多少なら可能だが、ハルバードのようにはいかないだろう。
ハルバードの対多数の豪快な戦法から一対一を同時に複数こなす繊細な戦法に変える必要がありそうだ。
「・・・・・・」
「・・・・・・」
その後も二人の熾烈な争いは続いた。
互いに互いの実力を熟知しているからこそ、手を抜く事を一切ない。
なまじ手を抜いた方が怪我をする可能性があるからだ。
多少のスリ傷はすぐにカリスが癒せる。
彼らは遠慮する事なく、互いに攻撃を加えていった。
「そろそろ終わりにしようか」
「はい」
昼過ぎに始めた模擬戦がいつの間にか夕暮れまで続いていた。
熱中し過ぎで、彼らも相当疲労している。
「神聖なる光よ。傷を癒したまえ」
「ありがとうございます。カリス様」
小さな傷が幾つも出来ていた身体。
その傷全てを癒し、カリスとローゼンは模擬戦前の状態に戻った。
「ふむ。まだ甘い所があるな。徐々に慣れていくしかないか」
「そうですね。余裕がない訳ではないので」
「出来るだけ早く調節したいんだがな」
「いつでもお申し付けください。

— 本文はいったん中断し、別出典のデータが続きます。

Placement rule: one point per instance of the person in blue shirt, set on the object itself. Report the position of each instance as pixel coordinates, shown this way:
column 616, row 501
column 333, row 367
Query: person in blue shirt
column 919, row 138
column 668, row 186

付き合います」
「ああ。頼むな」
大剣を鞘に収め、弓を手に持ち、カリスは屋敷へと歩き出す。
ローゼンはそんなカリスにゆっくりと付いて行った。
三日後、カリスは亜人種保護部隊の入隊試験を受ける事となる。
亜人を保護し、亜人と人間との間に生じる問題を解決する為の部隊。
一体、どんな事件、問題がカリスを待っているのだろうか?
カリスのセイレーンにおける活動が漸く始まりを告げる。